Laurent Chevalier (Benoit Ferreux) tem 15 anos e está descobrindo tudo inerente a esta idade, principalmente a sexualidade. É levado a um bordel pelos irmãos mais velhos, tenta conquistar as jovens da sua idade na escola e em festas adolescentes. Quando descobre que está com doente, passa uma temporada com sua jovem e bela mãe (Léa Massari) em uma estação climática.

O sopro no coração é, ao mesmo tempo, um filme carregado de ingenuidade cotidiana, representada pelas brincadeiras de Laurent, e ousado. As incursões livres dos jovens pelo sexo são significativas do cinema deste início dos anos 70; a mãe de Laurent também é fruto de seu tempo, mulher livre, emancipada, que se entrega aos prazeres sem culpa ou remorso. “O momento central do filme – que gerou problemas com o governo francês – é o ato incestuoso entre Laurent e sua mãe, filmado com grande sutileza e discrição por Malle. Audaciosamente, ele não o trata como uma fonte de culpa e trauma, mas como um evento amoroso e libertador, a ser recordado (como a mãe de Laurent lhe diz) ‘não com remorso, mas com carinho… como algo belo’”.

O sopro no coração (Le souffle au coeur, França, 1971), de Louis Malle. Com Léa Massari, Benoit Ferreux, Daniel Gélin, Michael Lonsdale, Ave Ninchi, Gila von Weitershausen.
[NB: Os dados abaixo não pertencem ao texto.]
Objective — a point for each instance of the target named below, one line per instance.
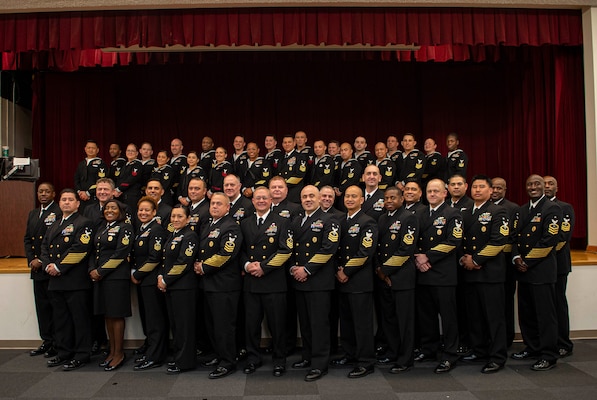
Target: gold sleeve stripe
(177, 269)
(539, 253)
(112, 263)
(396, 261)
(491, 251)
(320, 258)
(73, 258)
(356, 262)
(443, 248)
(148, 267)
(216, 260)
(278, 260)
(294, 180)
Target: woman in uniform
(178, 281)
(147, 256)
(110, 270)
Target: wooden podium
(17, 198)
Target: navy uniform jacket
(147, 253)
(373, 206)
(322, 173)
(563, 246)
(388, 171)
(485, 235)
(397, 243)
(456, 163)
(350, 174)
(315, 245)
(34, 235)
(537, 235)
(87, 174)
(271, 244)
(179, 254)
(358, 242)
(67, 245)
(220, 246)
(412, 166)
(112, 245)
(440, 237)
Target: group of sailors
(329, 234)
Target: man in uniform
(64, 257)
(537, 230)
(267, 246)
(398, 232)
(218, 264)
(565, 345)
(88, 172)
(37, 224)
(440, 236)
(358, 241)
(316, 238)
(486, 232)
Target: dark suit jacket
(34, 235)
(271, 244)
(537, 234)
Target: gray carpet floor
(574, 378)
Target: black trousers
(538, 319)
(273, 306)
(314, 311)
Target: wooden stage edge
(19, 264)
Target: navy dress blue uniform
(179, 253)
(537, 233)
(112, 294)
(440, 237)
(398, 232)
(147, 253)
(358, 242)
(220, 244)
(67, 244)
(564, 268)
(315, 244)
(269, 243)
(486, 232)
(38, 222)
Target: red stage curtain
(521, 115)
(69, 41)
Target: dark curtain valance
(68, 41)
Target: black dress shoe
(302, 364)
(109, 368)
(443, 367)
(384, 361)
(472, 358)
(279, 370)
(104, 363)
(211, 363)
(147, 364)
(343, 362)
(565, 353)
(543, 365)
(315, 374)
(251, 367)
(421, 357)
(397, 369)
(220, 372)
(40, 350)
(72, 365)
(359, 372)
(56, 361)
(491, 368)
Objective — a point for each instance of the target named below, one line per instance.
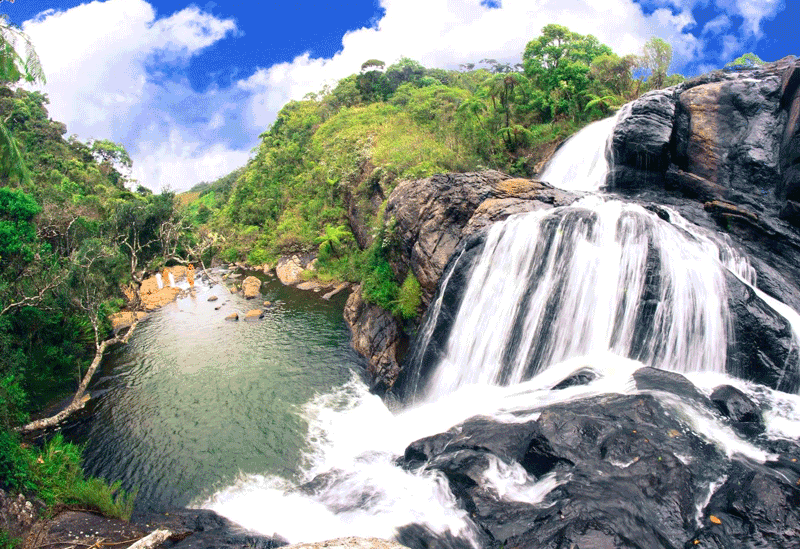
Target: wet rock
(124, 319)
(375, 335)
(763, 348)
(251, 286)
(350, 543)
(643, 132)
(253, 315)
(618, 480)
(581, 377)
(745, 415)
(339, 288)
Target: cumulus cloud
(99, 58)
(445, 33)
(115, 70)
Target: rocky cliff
(430, 218)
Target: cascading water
(601, 285)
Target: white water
(581, 164)
(511, 342)
(570, 282)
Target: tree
(655, 61)
(558, 63)
(746, 61)
(13, 68)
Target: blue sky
(188, 87)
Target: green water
(193, 399)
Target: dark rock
(621, 482)
(745, 415)
(763, 348)
(581, 377)
(376, 335)
(643, 132)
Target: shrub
(409, 297)
(59, 478)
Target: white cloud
(178, 163)
(96, 58)
(100, 58)
(444, 33)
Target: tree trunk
(80, 399)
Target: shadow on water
(194, 400)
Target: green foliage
(655, 60)
(15, 471)
(59, 479)
(17, 231)
(409, 297)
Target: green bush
(59, 478)
(15, 460)
(409, 297)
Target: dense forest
(75, 239)
(323, 169)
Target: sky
(188, 87)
Referência: 1001 filmes para ver antes de morrer. Steven Jay Schneider (editor geral). Rio de Janeiro: Sextante, 2008.

Os amantes

Jeanne sai de casa em uma noite de calor. Encontra seu hóspede Bernard. O branco da bela casa, rodeada de jardins e riachos, se destaca na fotografia enevoada. Jeanne e Bernard começam um jogo de sedução enquanto caminham pela noite, as imagens entre o onírico e o erotismo. Terminam a noite no quarto da jovem rebelde.
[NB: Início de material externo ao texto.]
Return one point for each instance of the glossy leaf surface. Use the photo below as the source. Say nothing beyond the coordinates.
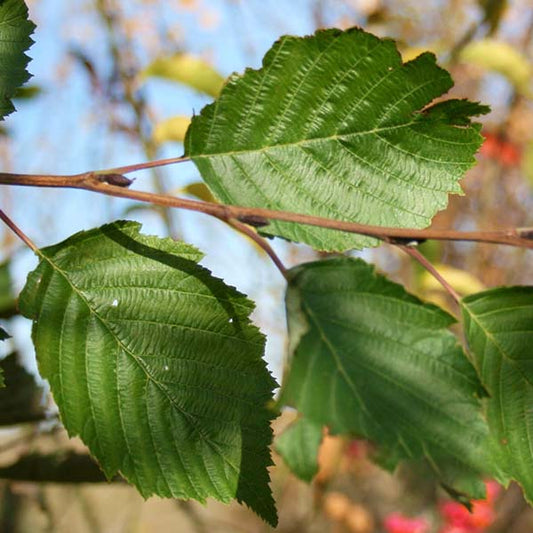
(143, 349)
(299, 445)
(499, 329)
(369, 359)
(15, 31)
(335, 125)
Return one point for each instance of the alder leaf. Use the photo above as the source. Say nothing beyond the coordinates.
(299, 445)
(15, 31)
(498, 326)
(335, 125)
(155, 364)
(189, 70)
(371, 360)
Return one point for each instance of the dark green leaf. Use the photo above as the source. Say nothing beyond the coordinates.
(335, 125)
(369, 359)
(15, 31)
(298, 445)
(67, 467)
(499, 330)
(155, 364)
(21, 400)
(8, 307)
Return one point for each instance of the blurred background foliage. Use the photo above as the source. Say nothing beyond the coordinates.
(116, 82)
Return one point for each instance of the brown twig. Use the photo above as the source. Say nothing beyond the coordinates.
(251, 234)
(417, 256)
(103, 183)
(12, 226)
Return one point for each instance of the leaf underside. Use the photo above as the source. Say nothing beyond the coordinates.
(369, 359)
(335, 125)
(142, 348)
(499, 329)
(15, 31)
(299, 445)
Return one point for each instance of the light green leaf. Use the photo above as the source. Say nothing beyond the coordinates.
(3, 336)
(187, 69)
(8, 306)
(299, 445)
(15, 31)
(154, 363)
(335, 125)
(369, 359)
(498, 326)
(171, 129)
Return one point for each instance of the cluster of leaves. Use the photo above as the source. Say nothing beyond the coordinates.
(154, 362)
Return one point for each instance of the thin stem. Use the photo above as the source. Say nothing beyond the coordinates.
(250, 233)
(107, 184)
(415, 254)
(143, 166)
(13, 227)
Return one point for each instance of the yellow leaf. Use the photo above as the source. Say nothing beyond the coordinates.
(187, 69)
(172, 129)
(463, 282)
(199, 190)
(501, 57)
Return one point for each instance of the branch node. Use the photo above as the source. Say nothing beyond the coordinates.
(254, 220)
(525, 233)
(117, 180)
(404, 241)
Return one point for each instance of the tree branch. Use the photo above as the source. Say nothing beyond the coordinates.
(113, 184)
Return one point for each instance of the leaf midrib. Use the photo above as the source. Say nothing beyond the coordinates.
(138, 361)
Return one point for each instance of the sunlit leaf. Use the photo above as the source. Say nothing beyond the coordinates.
(369, 359)
(499, 329)
(15, 31)
(143, 349)
(335, 125)
(3, 334)
(299, 445)
(172, 129)
(199, 190)
(8, 306)
(187, 69)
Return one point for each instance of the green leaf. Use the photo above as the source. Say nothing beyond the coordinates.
(369, 359)
(299, 445)
(4, 334)
(187, 69)
(154, 363)
(64, 467)
(498, 326)
(335, 125)
(15, 31)
(21, 400)
(8, 306)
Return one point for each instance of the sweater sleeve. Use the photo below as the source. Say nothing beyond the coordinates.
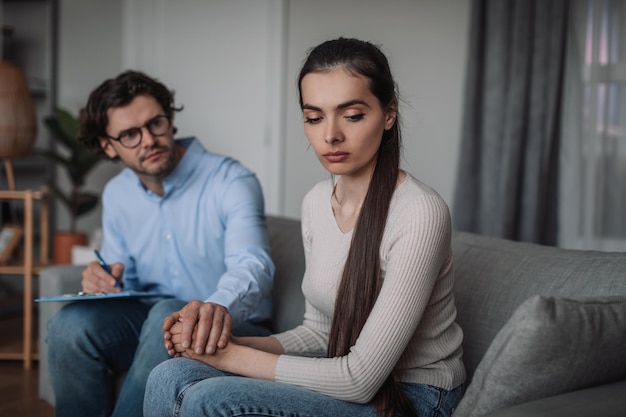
(415, 249)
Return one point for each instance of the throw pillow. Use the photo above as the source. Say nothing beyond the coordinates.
(549, 346)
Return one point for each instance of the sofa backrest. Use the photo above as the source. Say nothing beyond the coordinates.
(287, 253)
(494, 276)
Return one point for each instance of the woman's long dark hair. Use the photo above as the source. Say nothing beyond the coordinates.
(361, 280)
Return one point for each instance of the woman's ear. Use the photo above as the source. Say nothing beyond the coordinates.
(391, 114)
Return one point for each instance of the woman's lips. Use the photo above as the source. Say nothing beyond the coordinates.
(336, 156)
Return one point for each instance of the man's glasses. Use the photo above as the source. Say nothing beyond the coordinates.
(131, 138)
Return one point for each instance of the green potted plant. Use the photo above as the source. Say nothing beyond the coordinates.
(77, 161)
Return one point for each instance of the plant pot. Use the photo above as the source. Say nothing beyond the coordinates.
(63, 243)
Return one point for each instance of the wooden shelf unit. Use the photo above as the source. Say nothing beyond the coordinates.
(28, 267)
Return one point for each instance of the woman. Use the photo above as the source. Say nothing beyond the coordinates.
(379, 336)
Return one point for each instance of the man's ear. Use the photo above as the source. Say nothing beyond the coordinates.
(392, 114)
(107, 148)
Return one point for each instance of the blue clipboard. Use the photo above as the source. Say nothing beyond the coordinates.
(85, 296)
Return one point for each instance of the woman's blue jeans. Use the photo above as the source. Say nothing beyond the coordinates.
(188, 388)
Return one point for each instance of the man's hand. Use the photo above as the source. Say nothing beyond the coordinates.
(96, 279)
(203, 327)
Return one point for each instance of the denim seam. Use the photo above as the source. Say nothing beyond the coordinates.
(179, 399)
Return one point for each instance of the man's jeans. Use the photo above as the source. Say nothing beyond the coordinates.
(186, 387)
(91, 341)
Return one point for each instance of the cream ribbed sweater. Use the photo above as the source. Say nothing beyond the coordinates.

Os amantes provocou polêmica quando foi lançado, asperamente criticado por setores conservadores da França, incluindo a igreja católica. Jeanne é casada com Henry Tournier, proprietário de um jornal no interior do país. Preocupado apenas com seu trabalho, ele faz vistas grossas aos casos de sua mulher. Jeanne faz viagens constantes para Paris para encontrar Raoul Flores, aristocrata praticante de polo. Ela se hospeda na casa de Maggy que acoberta e instiga os casos da amiga.

Os personagens transitam pela vida despretensiosos, voltados para o prazer. A jovem e bela Jeanne é o destaque: monólogos interiores revelam para o espectador seus anseios, conflitos, como se buscasse sentido para a vida através das atitudes. Os amantes é de uma beleza enigmática, assim como a própria Jeanne Moreau.  

Os amantes (Les amants, França, 1958), de Louis Malle. Com Jeanne Moreau (Jeanne Tournier), Jean-Marc Bory (Bernard), Alain Cuny (Henry Tournier), Judith Magre (Maggy), José Luis de Vilallonga (Raoul Flores).